The Continuum from Pity to Compassion

In order to understand how to design games that include experiences that will help people to feel empathy (Empathy Exercises), I need to be able to understand the range of feeling from pity to compassion.
Here is a chart I came up with that outlines the similarities and differences. It is a draft – so any feedback is welcome.
Rather than repeat the phrases “people feeling emotion” and “people experiencing problems/challenges” throughout the chart, I decided to refer to them as:
  • Person A (people feeling emotion)
  • Person B (people experiencing problems/challenges).

With Empathy Exercises, this chart raises the question, how do you bring someone from pity to at least empathy? 
To start to answer that, let’s start with why it is difficult, if not impossible, to create or market a product when you are feeling pity for prospects or customers. There are two main reasons:
  • You can’t relate to your prospects’ or customers’ problems
  • You don’t think they can solve the problems they have

If you can’t relate to your prospects or customers problems, then you will never understand what they are experiencing. This is where the games in Empathy Exercises can help change that perception (and I have a post about this for tomorrow/Wednesday).
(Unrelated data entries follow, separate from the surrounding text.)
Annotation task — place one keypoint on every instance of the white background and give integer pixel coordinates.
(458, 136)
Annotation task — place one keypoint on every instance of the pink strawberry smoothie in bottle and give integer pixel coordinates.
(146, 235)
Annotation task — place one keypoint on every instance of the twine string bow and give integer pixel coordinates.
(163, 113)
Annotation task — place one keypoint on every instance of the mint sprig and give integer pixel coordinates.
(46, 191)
What does it mean to understand what someone else is going through and walk in their shoes? 

Here’s an example. Lets say two people just met in a doctor’s waiting room. One is waiting to hear about the results from his series of blood tests for AIDs. The other is waiting to hear about the results of his biopsy for Stage 4 lung cancer. Both have very different ailments. Both have very different lives. However, the connecting experience is that they both have life thretening ailments and are waiting to hear about their results. Both are most likely feeling similar anxiety to hear about their health conditions, although they are different.
This is what is meant by walking in someone else’s shoes. It may not be an exact situation, but it is about the similarities of the situation. In this case, both are in the situation of waiting to hear news about their lives and what’s next.
The second reason is more problematic and harder to solve. If you don’t think your prospects or customers can solve their problem, then you have a respect problem. And the only way to repair a respect problem is through you and your perspective of your customers and prospects. No one can make you respect anyone else; that is a choice. Often the way to improve respect between people is to start treating them with respect with the hope that grows.

Keep in mind, if you don’t respect someone, that doesn’t mean the other person does not respect you. In fact, the other person may hold you in high regard.
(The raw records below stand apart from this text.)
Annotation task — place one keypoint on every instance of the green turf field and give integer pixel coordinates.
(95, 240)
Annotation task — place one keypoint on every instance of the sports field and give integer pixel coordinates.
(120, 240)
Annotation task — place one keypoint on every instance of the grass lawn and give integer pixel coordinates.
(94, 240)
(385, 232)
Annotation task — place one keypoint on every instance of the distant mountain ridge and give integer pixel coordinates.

Empathy Exercies may help here because it is possible that if you can relate to someone’s problems, respect may grow out of that. It may be a way to build respect through understanding, but there is no guarantee. There may be deeper issues at hand to cause the lack of spect.

Now, if you fix these problems, you may still have a challenge with your customer and why they won’t buy your product: they don’t recognize that they have a problem. That’s a different type of problem. That means either:

  • You aren’t clearly communicating what you do
  • The prospect/customer simply doesn’t relate to having the problem you solve
  • The prospect/customer doesn’t see his problem as necessary to fix

In some way, you aren’t relating to your prospect or customer so he understands what you do. Again, this is where Empathy Exercises could help you better relate to your customer and inform them of your product and services.
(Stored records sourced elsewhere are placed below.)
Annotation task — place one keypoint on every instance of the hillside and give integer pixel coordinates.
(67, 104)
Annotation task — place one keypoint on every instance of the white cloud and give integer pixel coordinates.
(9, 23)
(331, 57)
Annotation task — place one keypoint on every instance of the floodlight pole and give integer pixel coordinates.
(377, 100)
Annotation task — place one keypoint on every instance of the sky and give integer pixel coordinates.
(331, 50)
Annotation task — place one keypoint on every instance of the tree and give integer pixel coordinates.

The bottom line: to connect with prospcts and customers you cannot feel pity. Great products are created when you feel empathy for your customers and prospects and want to help them fix their problem. Great marketing happens when you feel compassion and want to solve problems with your prospects and customers and include them in the process. More on that soon.

The Continuum from Pity to Compassion

2 thoughts on “The Continuum from Pity to Compassion

  1. Hi Linda! Apologies that it took me so long to respond. I saw your comment. Thought: I need to respond to this. Got overwhelmed. And here I am!
    Glad you like it 🙂 and thanks for reading it!
    Yes, this comes from a bunch of ressearch from Brene Brown, psychology research about terms and phrases, especially empathy, sympathy and contempt, the book Against Empathy by Paul Bloom, readings and reseach on curosity, and the like.